Understanding workflows for machine-learning based analytics for the Amazon Chime SDK
The following sections describe how to use the machine-learning analytics features provide by Amazon Chime SDK call analytics.
Note
If you plan to run multiple machine-learning analytics on the same Kinesis
Video Stream, you may need to increase the connection-level limit for
GetMedia
and GetMediaForFragmentList
for the video
stream. For more information, refer to Kinesis Video Streams
limits in the Kinesis Video Streams Developer
Guide.
Use this workflow when:
-
You want console-driven setup.
-
You already use or plan to use a Voice Connector to bring SIP media into call analytics. Voice Connectors support SIP as well as SIPREC. For more information on configuring Voice Connectors, refer to Managing Amazon Chime SDK Voice Connector.
-
You want to apply the same media insights configuration to every Voice Connector call.
-
You need to use Amazon Chime SDK voice analytics, which requires a Voice Connector or a media insights pipeline.
To enable this workflow in the Amazon Chime SDK console, follow the steps for creating a recording configuration in Configuring Voice Connectors to use call analytics.

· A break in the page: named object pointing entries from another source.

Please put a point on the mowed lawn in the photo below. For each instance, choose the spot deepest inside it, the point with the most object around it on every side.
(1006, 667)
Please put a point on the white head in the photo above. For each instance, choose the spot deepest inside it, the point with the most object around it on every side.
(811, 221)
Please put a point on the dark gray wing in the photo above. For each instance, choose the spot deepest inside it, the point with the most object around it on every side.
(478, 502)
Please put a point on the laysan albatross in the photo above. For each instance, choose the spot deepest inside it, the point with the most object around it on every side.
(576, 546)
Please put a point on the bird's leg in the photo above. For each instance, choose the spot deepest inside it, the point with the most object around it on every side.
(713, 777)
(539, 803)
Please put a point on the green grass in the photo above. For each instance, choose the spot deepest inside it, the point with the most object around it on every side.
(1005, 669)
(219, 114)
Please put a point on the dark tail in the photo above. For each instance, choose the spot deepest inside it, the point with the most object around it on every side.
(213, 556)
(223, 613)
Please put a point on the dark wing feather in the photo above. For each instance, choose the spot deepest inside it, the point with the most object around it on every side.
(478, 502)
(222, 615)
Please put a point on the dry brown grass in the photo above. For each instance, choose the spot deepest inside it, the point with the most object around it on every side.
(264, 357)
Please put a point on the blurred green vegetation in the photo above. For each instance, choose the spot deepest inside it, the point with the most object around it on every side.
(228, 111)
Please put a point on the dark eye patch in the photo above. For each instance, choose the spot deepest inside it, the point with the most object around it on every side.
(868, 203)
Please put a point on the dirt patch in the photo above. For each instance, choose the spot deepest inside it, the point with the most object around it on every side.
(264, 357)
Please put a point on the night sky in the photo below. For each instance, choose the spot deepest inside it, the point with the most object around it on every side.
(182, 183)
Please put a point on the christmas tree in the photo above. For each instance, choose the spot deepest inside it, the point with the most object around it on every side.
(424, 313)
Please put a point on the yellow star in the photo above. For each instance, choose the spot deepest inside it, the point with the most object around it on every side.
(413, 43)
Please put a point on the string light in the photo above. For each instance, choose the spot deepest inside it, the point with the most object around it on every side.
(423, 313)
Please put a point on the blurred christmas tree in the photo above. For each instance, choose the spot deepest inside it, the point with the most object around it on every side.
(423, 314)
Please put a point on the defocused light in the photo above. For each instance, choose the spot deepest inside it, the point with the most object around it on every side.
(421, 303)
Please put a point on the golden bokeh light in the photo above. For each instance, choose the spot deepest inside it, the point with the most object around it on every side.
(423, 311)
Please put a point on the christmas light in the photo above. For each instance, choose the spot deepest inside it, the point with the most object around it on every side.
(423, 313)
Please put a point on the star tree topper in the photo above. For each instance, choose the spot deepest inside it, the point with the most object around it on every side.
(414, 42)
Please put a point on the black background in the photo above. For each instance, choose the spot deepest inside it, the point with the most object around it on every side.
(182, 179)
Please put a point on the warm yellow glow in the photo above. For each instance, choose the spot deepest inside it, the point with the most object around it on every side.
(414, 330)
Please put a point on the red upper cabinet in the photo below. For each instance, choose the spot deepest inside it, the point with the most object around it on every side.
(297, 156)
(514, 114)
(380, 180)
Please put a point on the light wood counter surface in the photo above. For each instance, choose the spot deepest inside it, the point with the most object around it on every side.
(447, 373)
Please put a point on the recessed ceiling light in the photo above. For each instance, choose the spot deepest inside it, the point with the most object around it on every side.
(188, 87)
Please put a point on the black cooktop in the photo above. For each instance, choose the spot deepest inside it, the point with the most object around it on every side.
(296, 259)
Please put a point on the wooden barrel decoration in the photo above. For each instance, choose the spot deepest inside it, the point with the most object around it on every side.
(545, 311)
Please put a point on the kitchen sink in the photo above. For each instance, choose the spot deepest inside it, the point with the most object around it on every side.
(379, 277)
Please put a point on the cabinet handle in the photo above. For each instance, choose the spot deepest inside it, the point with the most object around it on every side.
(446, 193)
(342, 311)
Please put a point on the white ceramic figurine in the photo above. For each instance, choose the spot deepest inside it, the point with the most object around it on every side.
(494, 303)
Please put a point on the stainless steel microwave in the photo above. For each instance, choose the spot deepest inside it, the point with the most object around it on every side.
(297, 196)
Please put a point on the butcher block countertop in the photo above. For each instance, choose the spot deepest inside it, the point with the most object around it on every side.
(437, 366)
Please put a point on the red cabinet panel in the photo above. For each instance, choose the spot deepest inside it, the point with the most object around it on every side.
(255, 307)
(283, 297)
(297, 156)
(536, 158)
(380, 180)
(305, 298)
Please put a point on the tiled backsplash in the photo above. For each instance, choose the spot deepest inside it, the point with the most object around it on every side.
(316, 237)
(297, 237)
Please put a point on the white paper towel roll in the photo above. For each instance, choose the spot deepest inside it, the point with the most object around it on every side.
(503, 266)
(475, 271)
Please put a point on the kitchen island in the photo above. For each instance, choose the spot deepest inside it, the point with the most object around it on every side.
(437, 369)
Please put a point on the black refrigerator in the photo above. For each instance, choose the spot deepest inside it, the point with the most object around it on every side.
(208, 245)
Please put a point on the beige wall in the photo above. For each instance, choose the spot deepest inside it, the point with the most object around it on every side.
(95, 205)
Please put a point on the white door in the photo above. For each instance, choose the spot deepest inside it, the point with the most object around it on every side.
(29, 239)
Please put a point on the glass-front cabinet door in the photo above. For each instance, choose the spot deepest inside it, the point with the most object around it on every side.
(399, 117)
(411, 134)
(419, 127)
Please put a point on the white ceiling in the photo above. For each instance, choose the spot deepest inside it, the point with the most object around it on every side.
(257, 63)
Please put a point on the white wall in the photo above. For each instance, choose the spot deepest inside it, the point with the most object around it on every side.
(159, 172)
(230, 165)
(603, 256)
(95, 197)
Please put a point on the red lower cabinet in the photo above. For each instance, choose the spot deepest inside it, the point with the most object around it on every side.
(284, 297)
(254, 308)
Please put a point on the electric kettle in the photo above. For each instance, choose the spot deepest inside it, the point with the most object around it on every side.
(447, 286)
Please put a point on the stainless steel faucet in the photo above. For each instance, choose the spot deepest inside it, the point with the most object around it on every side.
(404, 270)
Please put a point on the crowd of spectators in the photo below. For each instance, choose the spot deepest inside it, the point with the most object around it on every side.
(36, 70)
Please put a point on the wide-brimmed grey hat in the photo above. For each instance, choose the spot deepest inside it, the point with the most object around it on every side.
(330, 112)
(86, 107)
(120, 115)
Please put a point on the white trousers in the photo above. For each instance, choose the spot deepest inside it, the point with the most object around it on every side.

To enable this workflow programmatically, use the following APIs: CreateMediaInsightsPipelineConfiguration API to create a call analytics configuration and then associated the configuration to a Voice Connector using the PutVoiceConnectorStreamingConfiguration API. For more information, see Configuring Voice Connectors to use voice analytics in the Amazon Chime SDK Administrator Guide.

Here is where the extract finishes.